XML News from Saturday, February 12, 2005

The W3C XSL and XML Query working groups have published nine revised working drafts:

Changes in XPath 2.0 in these drafts include:

The fn:id and fn:idref functions now work on values specified as xs:ID, xs:IDREF and xs:IDREFS as well as the DTD types ID, IDREF and IDREFS and the newly-defined xml:id.
A fn:codepoint-equal has been added that compares strings based on the Unicode code point collation.
A fn:doc-available function has been added to indicate whether an XML document can be retrieved from a given URI.
xdt:untypedAny has been changed to xdt:untyped.
xs:anyType is no longer an abstract type, but is now used to denote the type of a partially validated element node. Since there is no longer a meaningful distinction between abstract types and concrete types, these terms are no longer used in this document.
Value comparisons now return the empty sequence if either operand is the empty sequence.
The typed value of a namespace node is an instance of xs:string, not xdt:untypedAtomic.
The precedence of the cast and treat operators and unary arithmetic operators has been increased.
A new component has been added to the static context: context item static type.
The XPath 2.0 specification now clearly distinguishes between "statically-known namespaces" (a static property of an expression) and "in-scope namespaces" (a dynamic property of an element).

XSLT 2 specific changes in these drafts include:

A non-schema-aware processor now allows all the built-in types defined in XML Schema to be used; previously only a subset of the primitive types plus xs:integer were permitted.
Error codes have been assigned to some error conditions that previously had no code assigned.
xsl:use-when attributes can appear on elements that are not in the XSLT namespace, whether or not it is a literal result element.
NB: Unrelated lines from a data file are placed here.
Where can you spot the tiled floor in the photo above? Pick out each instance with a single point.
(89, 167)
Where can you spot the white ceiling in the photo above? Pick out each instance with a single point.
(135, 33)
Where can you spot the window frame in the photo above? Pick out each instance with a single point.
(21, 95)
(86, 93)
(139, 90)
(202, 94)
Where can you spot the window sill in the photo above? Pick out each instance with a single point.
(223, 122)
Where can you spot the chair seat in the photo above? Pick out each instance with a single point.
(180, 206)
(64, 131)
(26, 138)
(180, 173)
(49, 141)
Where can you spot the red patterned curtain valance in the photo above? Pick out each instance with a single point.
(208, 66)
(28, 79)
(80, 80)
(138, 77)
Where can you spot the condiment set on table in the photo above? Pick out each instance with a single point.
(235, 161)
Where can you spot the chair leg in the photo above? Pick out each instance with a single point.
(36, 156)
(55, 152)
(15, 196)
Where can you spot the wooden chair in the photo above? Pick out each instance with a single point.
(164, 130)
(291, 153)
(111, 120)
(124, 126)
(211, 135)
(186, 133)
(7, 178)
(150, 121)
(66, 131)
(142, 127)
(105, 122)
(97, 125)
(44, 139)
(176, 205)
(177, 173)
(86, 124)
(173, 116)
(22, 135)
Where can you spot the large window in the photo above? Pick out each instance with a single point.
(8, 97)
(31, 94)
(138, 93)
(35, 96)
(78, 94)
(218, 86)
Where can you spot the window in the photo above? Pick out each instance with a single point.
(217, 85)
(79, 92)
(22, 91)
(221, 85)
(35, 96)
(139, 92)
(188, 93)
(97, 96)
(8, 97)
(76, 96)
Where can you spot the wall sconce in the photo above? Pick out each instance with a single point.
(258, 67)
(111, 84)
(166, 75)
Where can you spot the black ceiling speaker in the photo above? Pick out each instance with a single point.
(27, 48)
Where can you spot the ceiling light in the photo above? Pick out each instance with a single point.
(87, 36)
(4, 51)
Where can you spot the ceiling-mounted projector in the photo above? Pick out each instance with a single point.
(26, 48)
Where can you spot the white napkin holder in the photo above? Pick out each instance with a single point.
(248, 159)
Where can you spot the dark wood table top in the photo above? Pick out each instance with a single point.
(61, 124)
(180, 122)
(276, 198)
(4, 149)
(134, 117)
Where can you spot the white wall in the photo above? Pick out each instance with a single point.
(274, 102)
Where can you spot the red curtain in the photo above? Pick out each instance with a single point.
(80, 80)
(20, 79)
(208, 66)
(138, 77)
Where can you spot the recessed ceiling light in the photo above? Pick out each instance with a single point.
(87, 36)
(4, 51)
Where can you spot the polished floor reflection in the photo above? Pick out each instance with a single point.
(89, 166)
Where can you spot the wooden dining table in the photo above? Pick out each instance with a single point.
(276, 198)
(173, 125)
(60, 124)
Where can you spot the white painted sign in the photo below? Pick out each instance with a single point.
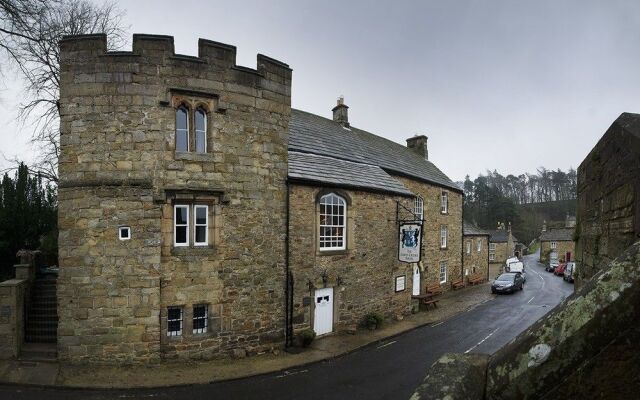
(410, 242)
(400, 283)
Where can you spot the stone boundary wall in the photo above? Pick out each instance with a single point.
(608, 209)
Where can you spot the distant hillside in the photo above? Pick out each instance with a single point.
(533, 215)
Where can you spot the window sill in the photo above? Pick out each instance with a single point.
(193, 156)
(193, 251)
(332, 252)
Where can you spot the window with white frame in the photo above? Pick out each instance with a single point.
(182, 129)
(174, 321)
(180, 225)
(444, 203)
(418, 208)
(333, 222)
(443, 271)
(443, 236)
(200, 225)
(200, 317)
(201, 130)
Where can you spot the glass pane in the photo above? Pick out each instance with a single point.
(181, 119)
(181, 215)
(198, 311)
(181, 234)
(200, 142)
(173, 313)
(182, 140)
(201, 215)
(200, 120)
(201, 233)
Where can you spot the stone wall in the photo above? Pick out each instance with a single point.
(363, 275)
(432, 254)
(476, 263)
(119, 167)
(608, 210)
(562, 248)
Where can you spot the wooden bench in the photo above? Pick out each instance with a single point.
(427, 300)
(459, 284)
(434, 289)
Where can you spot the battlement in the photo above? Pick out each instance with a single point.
(160, 48)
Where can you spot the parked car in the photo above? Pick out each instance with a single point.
(551, 267)
(508, 282)
(559, 271)
(569, 272)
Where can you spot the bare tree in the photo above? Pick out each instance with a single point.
(29, 36)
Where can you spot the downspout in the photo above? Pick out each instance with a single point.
(288, 292)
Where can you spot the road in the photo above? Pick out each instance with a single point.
(387, 370)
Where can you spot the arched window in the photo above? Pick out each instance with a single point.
(201, 131)
(182, 129)
(418, 208)
(333, 222)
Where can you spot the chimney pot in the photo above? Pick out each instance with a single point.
(341, 113)
(418, 143)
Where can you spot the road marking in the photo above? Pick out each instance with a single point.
(287, 373)
(482, 341)
(386, 344)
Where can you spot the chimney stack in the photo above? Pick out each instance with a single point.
(341, 113)
(418, 144)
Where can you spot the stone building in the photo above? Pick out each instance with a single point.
(558, 241)
(371, 183)
(200, 216)
(608, 210)
(476, 251)
(501, 246)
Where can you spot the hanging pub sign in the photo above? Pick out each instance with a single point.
(410, 242)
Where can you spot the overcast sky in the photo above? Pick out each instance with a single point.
(507, 85)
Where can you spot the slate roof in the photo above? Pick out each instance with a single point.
(470, 229)
(557, 235)
(500, 235)
(321, 169)
(309, 133)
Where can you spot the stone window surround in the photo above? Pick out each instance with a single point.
(418, 208)
(443, 271)
(210, 198)
(187, 323)
(350, 243)
(444, 237)
(444, 202)
(193, 103)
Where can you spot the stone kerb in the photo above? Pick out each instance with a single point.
(570, 335)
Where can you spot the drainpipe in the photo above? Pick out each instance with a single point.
(288, 290)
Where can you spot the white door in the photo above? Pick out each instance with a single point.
(416, 280)
(323, 315)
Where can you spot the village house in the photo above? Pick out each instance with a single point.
(558, 241)
(200, 216)
(502, 245)
(476, 252)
For example, it can usefully appear on an extension instruction.
The behavior of certain constructs in backwards-compatible mode has changed to more closely reflect the XSLT 1.0 behavior. Specifically:
- In backwards compatible mode, the xsl:number instruction now outputs NaN when the supplied value is an empty sequence or non-numeric, rather than signaling an error.
- In backwards compatible mode, parameters passed to a built-in template rule are not passed on.
- If no output method is explicitly requested, and the first element node output appears to be an XHTML document element, then under XSLT 2.0 the output method defaults to XHTML; with backwards compatibility enabled, the XML output method will be used.
- An XSLT 1.0 processor compared the value of the expression in the use attribute of xsl:key to the value supplied in the second argument of the key function by converting both to strings. An XSLT 2.0 processor normally compares the values as supplied. The XSLT 1.0 behavior is emulated if any of the xsl:key elements making up the key definition enables backwards-compatible behavior.
XPath expressions in attribute value templates are now expanded using the same rules as apply to the select attribute in instructions such as xsl:attribute. The effect of the change is that if the value of the expression contains several adjacent text nodes, no whitespace is inserted between the string values of these text nodes.
When the 3-argument form of thekey function is used, the search is now restricted to the subtree rooted at the node identified by the third argument. Previously the third argument merely identified the document to be searched.
The rules for the format-number function have been changed so that numbers are never output with a trailing decimal point. (I'm not sure I like this change. It could cause problems when generating C code, for example.)
The undeclare-namespaces attribute has been renamed undeclare-prefixes.
It is now a recoverable error to generate nodes in the result tree using a namespace name that is not a valid instance of xs:anyURI. XSLT 1.0 explicitly stated that this was not an error; however, the XPath 2.0 data model assumes that the name of a node is a valid xs:QName, and the namespace part of a valid xs:QName, if present, must be a valid xs:anyURI. The fact that this error is recoverable, however, gives implementations freedom to avoid strict validation of namespace names if they wish to do so.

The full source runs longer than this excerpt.